Participants must follow all instructions provided by Company staff. The Company reserves the right to remove any participant from the activity area for unsafe behavior.
7. Liability Waiver and Assumption of Risk
The Client acknowledges that participation in foam party activities involves inherent risks, including but not limited to slips, falls, collisions, allergic reactions, physical exertion, contact with foam solution, and other risks that may result in personal injury, illness, property damage, or death.
The Client understands and voluntarily assumes all risks associated with attendance and participation by all guests, invitees, participants, and spectators, and agrees to ensure that all participants follow all safety instructions and rules provided by Company staff, including supervision of minors by a designated responsible adult present throughout the event.
The Foam Solution used is biodegradable, hypoallergenic, and non-staining when used as intended. However, the Company makes no warranty regarding individual sensitivities, allergies, or reactions to foam products.
To the fullest extent permitted by law, the Client, on behalf of themselves and all participants, releases and discharges the Company, its owners, officers, employees, contractors, and agents from any and all claims, liabilities, demands, causes of action, damages, costs, or expenses arising from or related to participation in the foam party event, except to the extent caused by the gross negligence or willful misconduct of the Company.

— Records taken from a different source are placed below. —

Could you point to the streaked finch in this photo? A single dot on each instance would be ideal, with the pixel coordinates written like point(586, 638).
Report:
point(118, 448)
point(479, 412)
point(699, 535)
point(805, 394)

In no event shall the liability of the Company exceed the total amount paid by the Client under this Agreement. The Company shall not be liable for any indirect, incidental, special, consequential, or punitive damages.
8. Indemnification
The Client agrees to indemnify, defend, and hold harmless the Company, its owners, officers, employees, contractors, and agents from and against any and all claims, demands, lawsuits, liabilities, damages, losses, judgments, settlements, fines, penalties, costs, and expenses (including reasonable attorneys’ fees) arising out of or related to: (a) the actions or omissions of the Client, participants, guests, invitees, or spectators; (b) failure to comply with safety instructions, rules, or recommendations provided by the Company; (c) damage to property caused by event participants, guests, or attendees; or (d) any claim for personal injury, death, or property damage arising from participation in the event, except to the extent caused by the gross negligence or willful misconduct of the Company.
The obligations contained in this section shall survive completion of the event and termination of this Agreement.
9. Property Damage
The Client acknowledges that foam activities involve water and may create wet conditions.

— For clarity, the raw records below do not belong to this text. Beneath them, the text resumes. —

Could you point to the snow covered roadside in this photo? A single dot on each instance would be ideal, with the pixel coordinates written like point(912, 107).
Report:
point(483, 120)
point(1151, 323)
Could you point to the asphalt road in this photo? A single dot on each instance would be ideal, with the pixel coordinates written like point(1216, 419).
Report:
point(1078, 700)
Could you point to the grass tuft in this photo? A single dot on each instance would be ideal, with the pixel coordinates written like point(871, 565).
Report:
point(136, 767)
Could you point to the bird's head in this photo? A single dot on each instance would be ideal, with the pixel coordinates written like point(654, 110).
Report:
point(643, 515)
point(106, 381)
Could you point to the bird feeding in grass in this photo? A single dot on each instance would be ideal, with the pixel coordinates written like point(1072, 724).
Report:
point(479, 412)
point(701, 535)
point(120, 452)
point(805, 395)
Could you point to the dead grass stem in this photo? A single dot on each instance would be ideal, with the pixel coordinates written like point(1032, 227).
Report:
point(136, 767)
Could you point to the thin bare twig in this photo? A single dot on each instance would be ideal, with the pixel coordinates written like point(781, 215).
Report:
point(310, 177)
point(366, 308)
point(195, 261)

The Company shall not be responsible for damage to landscaping, grass, flooring, electronics, decorations, personal property, or other items located within or near the foam activity area unless directly caused by the Company’s gross negligence or willful misconduct.

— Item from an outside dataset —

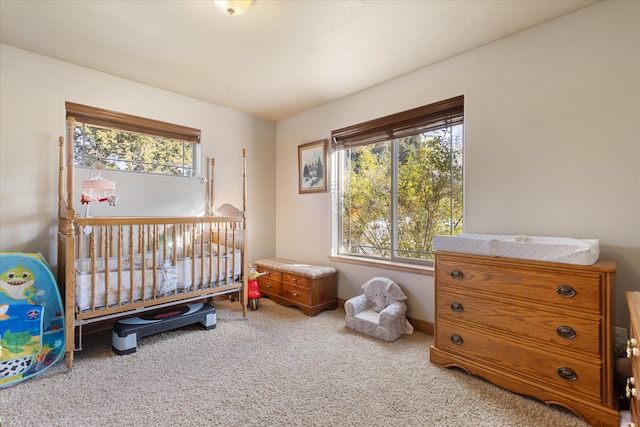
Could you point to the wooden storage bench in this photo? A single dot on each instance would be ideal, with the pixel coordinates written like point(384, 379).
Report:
point(312, 288)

The Client agrees to remove or protect any sensitive items before setup.
10. Force Majeure
The Company shall not be liable for delays, interruptions, or cancellations resulting from circumstances beyond its reasonable control, including but not limited to severe weather, natural disasters, governmental actions, labor disputes, equipment failures beyond reasonable control, public emergencies, or acts of God.
11. Governing Law
This Agreement shall be governed by and construed under the laws of the State of Wisconsin. Any dispute arising from this Agreement shall be brought exclusively in the courts located within Ashland County, Wisconsin.
12. Entire Agreement & Electronic Signatures
This Agreement constitutes the entire understanding between the parties and supersedes all prior discussions, representations, or agreements. No amendment shall be valid unless made in writing and signed by both parties.
If any provision of this Agreement is found unenforceable, the remaining provisions shall remain in full force and effect.
Electronic signatures and electronically transmitted copies of this Agreement shall be deemed original signatures and shall be fully enforceable.